We have shared our findings and those of other researchers in the field in How Babies Talk: The Magic and Mystery of Language in the First Three Years of Life (translated into French, Spanish, Italian, Korean, and Chinese). The field knows a great deal now about how to help our children learn language and it has nothing to do with buying videos. Talking with our children and reading to them feeds their language learning machine.
While we call ourselves the Infant Language Project, we focus on more than how children learn language. We also study what young children know about geometric forms like squares and triangles and how they develop their spatial and early mathematical skills. We are part of an effort to understand how learning begins in the STEM disciplines of Science, Technology, Engineering, and Math.

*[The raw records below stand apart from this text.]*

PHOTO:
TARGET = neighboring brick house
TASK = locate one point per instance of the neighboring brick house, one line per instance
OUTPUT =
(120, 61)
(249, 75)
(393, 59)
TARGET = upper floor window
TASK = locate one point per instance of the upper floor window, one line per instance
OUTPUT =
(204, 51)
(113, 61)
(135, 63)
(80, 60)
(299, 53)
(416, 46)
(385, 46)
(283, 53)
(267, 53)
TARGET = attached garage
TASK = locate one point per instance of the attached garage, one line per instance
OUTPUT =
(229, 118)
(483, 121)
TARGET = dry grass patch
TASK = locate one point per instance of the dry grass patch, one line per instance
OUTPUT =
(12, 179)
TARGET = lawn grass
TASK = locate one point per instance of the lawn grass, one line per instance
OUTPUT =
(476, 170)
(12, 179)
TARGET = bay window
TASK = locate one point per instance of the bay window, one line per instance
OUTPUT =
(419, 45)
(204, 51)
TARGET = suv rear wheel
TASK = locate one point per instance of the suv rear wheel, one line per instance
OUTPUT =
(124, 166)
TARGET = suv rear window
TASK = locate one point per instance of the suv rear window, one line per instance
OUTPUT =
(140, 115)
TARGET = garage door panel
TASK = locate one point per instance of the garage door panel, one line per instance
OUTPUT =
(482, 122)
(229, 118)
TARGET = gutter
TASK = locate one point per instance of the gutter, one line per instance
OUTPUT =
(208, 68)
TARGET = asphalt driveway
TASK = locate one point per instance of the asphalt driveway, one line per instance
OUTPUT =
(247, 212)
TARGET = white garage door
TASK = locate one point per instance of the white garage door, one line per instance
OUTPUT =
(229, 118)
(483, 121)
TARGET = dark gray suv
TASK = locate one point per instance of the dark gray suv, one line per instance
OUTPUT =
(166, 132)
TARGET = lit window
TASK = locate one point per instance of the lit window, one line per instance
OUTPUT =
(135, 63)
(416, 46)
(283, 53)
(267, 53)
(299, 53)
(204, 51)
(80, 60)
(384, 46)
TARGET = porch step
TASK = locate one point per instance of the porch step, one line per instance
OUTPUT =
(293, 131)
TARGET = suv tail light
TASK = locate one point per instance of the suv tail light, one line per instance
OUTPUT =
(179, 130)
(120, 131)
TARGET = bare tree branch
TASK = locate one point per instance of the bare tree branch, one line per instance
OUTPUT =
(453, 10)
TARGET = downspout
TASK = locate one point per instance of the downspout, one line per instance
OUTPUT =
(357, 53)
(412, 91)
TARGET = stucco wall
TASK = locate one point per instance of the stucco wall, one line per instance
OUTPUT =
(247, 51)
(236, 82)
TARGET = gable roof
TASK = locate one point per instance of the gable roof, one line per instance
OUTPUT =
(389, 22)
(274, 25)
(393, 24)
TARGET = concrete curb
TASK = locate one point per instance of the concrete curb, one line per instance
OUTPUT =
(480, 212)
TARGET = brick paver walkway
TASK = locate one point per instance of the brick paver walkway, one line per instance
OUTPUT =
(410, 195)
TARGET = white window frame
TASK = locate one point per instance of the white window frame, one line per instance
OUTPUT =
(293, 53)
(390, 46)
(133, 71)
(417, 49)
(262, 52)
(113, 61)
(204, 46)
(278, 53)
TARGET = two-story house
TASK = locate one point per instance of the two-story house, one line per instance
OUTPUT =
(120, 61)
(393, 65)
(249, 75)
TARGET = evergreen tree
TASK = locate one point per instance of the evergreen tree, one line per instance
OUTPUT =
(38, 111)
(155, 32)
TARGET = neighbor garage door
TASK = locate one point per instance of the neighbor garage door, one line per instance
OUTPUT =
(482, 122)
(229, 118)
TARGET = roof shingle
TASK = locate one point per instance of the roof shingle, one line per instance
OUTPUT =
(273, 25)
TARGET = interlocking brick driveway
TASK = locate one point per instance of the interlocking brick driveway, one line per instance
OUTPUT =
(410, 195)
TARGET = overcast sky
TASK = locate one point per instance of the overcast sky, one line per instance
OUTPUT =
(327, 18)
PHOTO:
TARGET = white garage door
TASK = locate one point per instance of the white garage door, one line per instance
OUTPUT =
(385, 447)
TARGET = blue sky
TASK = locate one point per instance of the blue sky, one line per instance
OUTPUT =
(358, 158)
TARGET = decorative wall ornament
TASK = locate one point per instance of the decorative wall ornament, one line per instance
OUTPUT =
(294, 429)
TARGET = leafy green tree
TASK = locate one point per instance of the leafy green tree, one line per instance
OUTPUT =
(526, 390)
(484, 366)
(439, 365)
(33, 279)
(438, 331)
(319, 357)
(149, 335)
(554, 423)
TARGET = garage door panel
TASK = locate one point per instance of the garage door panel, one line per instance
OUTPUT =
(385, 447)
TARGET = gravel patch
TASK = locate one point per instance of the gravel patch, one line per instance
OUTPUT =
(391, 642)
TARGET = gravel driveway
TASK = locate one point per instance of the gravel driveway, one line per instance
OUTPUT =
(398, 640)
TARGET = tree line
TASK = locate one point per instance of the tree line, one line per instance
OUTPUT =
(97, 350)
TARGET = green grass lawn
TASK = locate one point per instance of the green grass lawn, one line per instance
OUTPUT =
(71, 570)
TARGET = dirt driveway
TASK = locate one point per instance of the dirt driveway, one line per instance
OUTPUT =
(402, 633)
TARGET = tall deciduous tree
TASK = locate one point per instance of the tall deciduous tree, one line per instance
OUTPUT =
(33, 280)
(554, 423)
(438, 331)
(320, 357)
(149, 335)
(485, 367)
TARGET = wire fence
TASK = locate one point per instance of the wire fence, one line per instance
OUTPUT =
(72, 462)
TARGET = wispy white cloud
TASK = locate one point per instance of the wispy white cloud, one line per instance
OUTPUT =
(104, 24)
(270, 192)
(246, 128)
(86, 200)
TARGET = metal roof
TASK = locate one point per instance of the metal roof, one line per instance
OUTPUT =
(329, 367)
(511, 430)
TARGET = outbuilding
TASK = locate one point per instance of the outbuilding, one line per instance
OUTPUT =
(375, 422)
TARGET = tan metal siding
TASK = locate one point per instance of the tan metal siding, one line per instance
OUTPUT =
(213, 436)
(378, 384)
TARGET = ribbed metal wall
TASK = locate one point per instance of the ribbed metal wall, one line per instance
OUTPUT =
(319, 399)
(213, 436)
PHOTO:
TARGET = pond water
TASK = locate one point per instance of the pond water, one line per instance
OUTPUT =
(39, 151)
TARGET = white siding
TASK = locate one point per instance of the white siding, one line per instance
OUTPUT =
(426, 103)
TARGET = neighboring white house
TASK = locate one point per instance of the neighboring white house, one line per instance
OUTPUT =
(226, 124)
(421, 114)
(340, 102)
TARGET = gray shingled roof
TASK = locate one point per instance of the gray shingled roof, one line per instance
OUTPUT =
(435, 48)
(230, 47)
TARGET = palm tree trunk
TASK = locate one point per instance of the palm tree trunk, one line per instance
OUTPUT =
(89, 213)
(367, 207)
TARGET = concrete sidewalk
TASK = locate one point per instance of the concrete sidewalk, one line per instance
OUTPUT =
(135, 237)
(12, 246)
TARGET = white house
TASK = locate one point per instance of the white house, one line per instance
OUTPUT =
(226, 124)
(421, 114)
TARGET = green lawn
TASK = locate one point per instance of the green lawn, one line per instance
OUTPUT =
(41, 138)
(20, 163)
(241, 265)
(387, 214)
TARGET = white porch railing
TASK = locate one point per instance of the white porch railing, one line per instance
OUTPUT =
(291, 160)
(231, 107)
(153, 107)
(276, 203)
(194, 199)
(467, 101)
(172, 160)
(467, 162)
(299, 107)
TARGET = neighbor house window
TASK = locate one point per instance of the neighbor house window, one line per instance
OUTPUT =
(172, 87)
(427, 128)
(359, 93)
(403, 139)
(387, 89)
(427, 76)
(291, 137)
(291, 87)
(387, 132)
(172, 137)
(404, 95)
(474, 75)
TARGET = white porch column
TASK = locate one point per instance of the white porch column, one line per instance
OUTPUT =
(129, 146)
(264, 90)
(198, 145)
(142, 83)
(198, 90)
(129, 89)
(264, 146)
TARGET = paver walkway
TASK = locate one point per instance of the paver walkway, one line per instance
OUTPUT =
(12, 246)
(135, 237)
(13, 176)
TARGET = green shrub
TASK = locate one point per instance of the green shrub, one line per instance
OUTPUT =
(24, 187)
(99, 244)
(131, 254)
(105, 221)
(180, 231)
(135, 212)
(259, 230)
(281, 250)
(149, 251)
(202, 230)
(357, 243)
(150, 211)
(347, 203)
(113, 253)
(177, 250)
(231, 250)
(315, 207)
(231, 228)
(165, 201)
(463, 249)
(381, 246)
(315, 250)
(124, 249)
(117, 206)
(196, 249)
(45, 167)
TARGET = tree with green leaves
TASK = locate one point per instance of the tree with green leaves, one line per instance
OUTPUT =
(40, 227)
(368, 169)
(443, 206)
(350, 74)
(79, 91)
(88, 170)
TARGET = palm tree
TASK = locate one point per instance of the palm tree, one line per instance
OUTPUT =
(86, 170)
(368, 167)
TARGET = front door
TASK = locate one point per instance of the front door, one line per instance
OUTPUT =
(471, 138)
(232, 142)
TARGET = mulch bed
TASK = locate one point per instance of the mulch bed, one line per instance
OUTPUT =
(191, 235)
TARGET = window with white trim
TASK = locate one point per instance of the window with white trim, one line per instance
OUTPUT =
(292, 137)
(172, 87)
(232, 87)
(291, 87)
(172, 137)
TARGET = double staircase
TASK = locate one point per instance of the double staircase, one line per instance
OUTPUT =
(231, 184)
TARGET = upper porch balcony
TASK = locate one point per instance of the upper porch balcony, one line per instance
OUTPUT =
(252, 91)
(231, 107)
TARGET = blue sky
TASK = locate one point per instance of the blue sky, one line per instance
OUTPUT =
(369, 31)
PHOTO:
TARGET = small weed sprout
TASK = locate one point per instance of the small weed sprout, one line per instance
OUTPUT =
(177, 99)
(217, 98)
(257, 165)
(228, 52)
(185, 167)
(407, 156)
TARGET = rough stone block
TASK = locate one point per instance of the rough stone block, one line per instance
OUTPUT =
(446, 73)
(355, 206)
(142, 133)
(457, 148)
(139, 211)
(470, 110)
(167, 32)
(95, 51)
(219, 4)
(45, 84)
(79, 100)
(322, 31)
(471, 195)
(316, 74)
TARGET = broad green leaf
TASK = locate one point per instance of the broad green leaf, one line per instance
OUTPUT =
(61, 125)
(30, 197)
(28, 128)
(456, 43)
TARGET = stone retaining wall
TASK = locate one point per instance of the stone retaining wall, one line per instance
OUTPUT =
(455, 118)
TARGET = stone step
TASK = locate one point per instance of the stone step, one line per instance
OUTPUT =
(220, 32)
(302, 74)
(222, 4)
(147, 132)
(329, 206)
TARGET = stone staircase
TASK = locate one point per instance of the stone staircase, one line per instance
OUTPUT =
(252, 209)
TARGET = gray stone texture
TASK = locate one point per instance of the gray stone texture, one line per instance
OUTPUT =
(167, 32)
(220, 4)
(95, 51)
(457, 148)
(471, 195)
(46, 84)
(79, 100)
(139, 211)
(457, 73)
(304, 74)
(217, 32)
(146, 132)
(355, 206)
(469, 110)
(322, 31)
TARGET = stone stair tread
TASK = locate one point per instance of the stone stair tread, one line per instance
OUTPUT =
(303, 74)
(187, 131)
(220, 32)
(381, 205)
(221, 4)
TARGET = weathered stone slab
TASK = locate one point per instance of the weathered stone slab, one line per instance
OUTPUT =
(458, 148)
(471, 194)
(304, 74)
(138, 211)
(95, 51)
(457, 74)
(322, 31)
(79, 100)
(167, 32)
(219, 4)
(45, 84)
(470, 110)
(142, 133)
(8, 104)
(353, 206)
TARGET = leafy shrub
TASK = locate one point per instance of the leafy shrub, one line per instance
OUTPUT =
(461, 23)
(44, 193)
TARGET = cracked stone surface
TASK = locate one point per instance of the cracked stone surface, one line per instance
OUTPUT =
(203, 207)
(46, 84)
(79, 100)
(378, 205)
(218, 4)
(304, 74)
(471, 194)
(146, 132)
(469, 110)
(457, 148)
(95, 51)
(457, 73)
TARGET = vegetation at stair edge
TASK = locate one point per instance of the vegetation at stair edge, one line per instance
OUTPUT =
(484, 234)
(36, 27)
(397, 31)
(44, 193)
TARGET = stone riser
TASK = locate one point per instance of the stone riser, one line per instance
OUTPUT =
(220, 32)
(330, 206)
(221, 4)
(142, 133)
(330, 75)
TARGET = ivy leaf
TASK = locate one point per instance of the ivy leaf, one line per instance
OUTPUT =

We also study how children learn from play. In Celebrate the Scribble: Appreciating Children's Art (Crayola Beginnings Press), we show how play with ordinary pencil and paper feeds into the development of writing and early literacy. In our award-winning book Einstein Never Used Flash Cards: How Our Children Learn and Why They Need to Play More and Memorize Less (Rodale, 2003 – translated into Spanish, Chinese, Japanese, Korean, Indonesian and Portuguese), we describe how young children learn in a variety of domains. Our goal is to reassure parents that they can have smart and well-adjusted children without breaking the bank!
What does good early education look like? Our last book, A Mandate for Playful Learning in Preschool: Presenting the Evidence (Oxford University Press) shares the research on how play and playful learning promote learning in preschool and kindergarten. For children to succeed in the 21st century, we need to encourage our children to play and our schools to teach in an engaging way that promotes what we call the 6Cs – collaboration, communication, content, critical thinking, creative innovation and confidence.